The land at Brislington Meadows is a designated Site of Nature Conservation Interest, and was a former farmland left over after the war as the housing estates and industrial estates of Brislington and Broomhill was developed around it.

It was earmarked for housing by the city council back in 2014 and when Labour and Mayor Marvin Rees took over at City Hall in 2016, they stepped up plans to develop it. In 2020, the council asked Homes England, the Government’s housing agency, to spend around £15 million to buy the land – mainly from a London property company – so that 300 new homes – including 90 new council houses – could be built there.

Residents of Brislington march in protest of plans to build homes on Brislington Meadows
Residents of Brislington march in protest of plans to build homes on Brislington Meadows
(Image: Oren Taylor)

But within a year, the Mayor of Bristol dramatically changed his mind. Just 20 days before the May 2021 election, Marvin Rees announced no new homes would be built there, because Bristol had declared an ecological emergency, and Avon Wildlife Trust had told him the area was too precious a habitat for wildlife to have homes built on it.

The Mayor later admitted – after the election – that he didn’t have the power to make that happen, and after taking a few months to reconsider its plans, bosses at Homes England came back with slightly reduced plans to build 260 new homes on the green fields of Brislington Meadows.

Homes England’s planning application has been submitted, and people have until this Wednesday, June 29, to make their comments – and hundreds have already lodged objections.

Read Next: As it happened, the Brislington Meadows Scandal

Local Labour councillor Tim Rippington was elected in May 2021, after he stood alongside Marvin Rees to make the announcement that new homes would not be built there. He later criticised the Mayor after he realised that pledge did not mean automatically that no new homes would be built there.
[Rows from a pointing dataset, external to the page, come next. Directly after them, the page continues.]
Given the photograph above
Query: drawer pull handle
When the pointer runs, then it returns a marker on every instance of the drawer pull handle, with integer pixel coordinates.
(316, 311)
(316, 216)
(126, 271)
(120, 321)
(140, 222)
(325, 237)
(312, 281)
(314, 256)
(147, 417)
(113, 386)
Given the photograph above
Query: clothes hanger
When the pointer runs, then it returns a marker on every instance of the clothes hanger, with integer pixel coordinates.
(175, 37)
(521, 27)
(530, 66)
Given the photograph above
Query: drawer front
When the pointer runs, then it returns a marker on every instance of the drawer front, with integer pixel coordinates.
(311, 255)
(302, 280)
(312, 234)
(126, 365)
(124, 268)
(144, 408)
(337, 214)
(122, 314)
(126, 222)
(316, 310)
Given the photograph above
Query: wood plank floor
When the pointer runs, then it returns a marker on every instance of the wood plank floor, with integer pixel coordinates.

He’s now critical of Homes England and its new attempts to build homes on land it spent £15m of taxpayers’ money on. Homes England have tried to reassure local residents by stating that almost half the land at Brislington Meadows – 46 per cent – will be kept as green space, which will be ‘designed, managed and monitored with biodiversity benefit at the fore, and especially benefit for pollinators’. “This exceeds the current objective in the Bristol Ecology Emergency Strategy for 30 per cent of land in Bristol to be managed for wildlife,” Homes England’s statement said.

But Cllr Rippington slated Homes England for that claim. “This statement is grossly misleading, as most of Bristol is already heavily developed,” he said. “In order to achieve 30 per cent of land being managed for wildlife, we need to retain biodiverse, ecologically-rich green spaces like Brislington Meadows.
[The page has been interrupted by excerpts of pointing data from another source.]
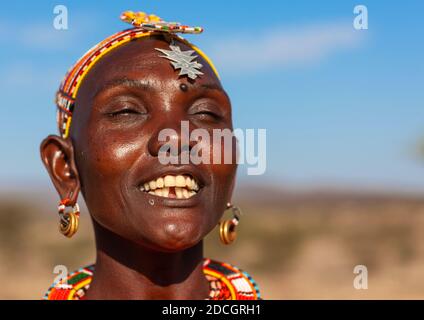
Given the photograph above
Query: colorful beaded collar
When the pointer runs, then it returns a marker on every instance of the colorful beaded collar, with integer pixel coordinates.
(226, 282)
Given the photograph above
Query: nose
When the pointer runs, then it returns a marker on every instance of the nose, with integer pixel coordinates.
(171, 140)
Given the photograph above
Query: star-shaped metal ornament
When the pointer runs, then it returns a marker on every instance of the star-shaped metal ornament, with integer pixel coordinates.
(183, 60)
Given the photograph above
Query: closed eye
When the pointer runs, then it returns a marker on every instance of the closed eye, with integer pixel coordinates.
(208, 115)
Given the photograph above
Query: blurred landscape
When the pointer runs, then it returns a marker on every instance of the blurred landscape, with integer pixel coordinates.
(295, 244)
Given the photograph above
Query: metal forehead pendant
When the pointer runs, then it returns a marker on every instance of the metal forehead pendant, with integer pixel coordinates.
(183, 60)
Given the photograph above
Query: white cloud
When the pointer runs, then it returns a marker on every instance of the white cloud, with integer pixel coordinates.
(283, 47)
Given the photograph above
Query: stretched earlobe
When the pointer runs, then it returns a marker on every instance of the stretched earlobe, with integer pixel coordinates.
(57, 155)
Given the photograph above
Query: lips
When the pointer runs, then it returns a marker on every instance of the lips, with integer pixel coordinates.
(182, 186)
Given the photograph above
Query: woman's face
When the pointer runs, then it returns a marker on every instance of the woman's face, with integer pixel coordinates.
(127, 98)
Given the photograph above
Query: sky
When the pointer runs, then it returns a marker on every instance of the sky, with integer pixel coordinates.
(342, 107)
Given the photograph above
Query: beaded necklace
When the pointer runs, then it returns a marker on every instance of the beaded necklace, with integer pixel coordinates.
(226, 282)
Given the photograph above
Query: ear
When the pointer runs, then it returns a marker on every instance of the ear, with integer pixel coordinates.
(57, 155)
Residents of Brislington march in protest of plans to build homes on Brislington Meadows
Residents of Brislington march in protest of plans to build homes on Brislington Meadows
(Image: Oren Taylor)

Homes England’s planning application has been submitted, with the Mayor of Bristol publicly now stating his opposition to the plan, but the application will have to go through the planning process. If it is refused by councillors, Homes England could appeal to the Government’s planning inspector, with arguments centring around the loss of green space.

Local campaigner Dougal Matthews said he was concerned about wildlife in this corner of South Bristol. “It is a nature corridor from Eastwood Farm to Stockwood Open Space. Habitats need to be close enough to support one another. Once you break the mosaic you have islands which means species can’t replenish each other,” he said.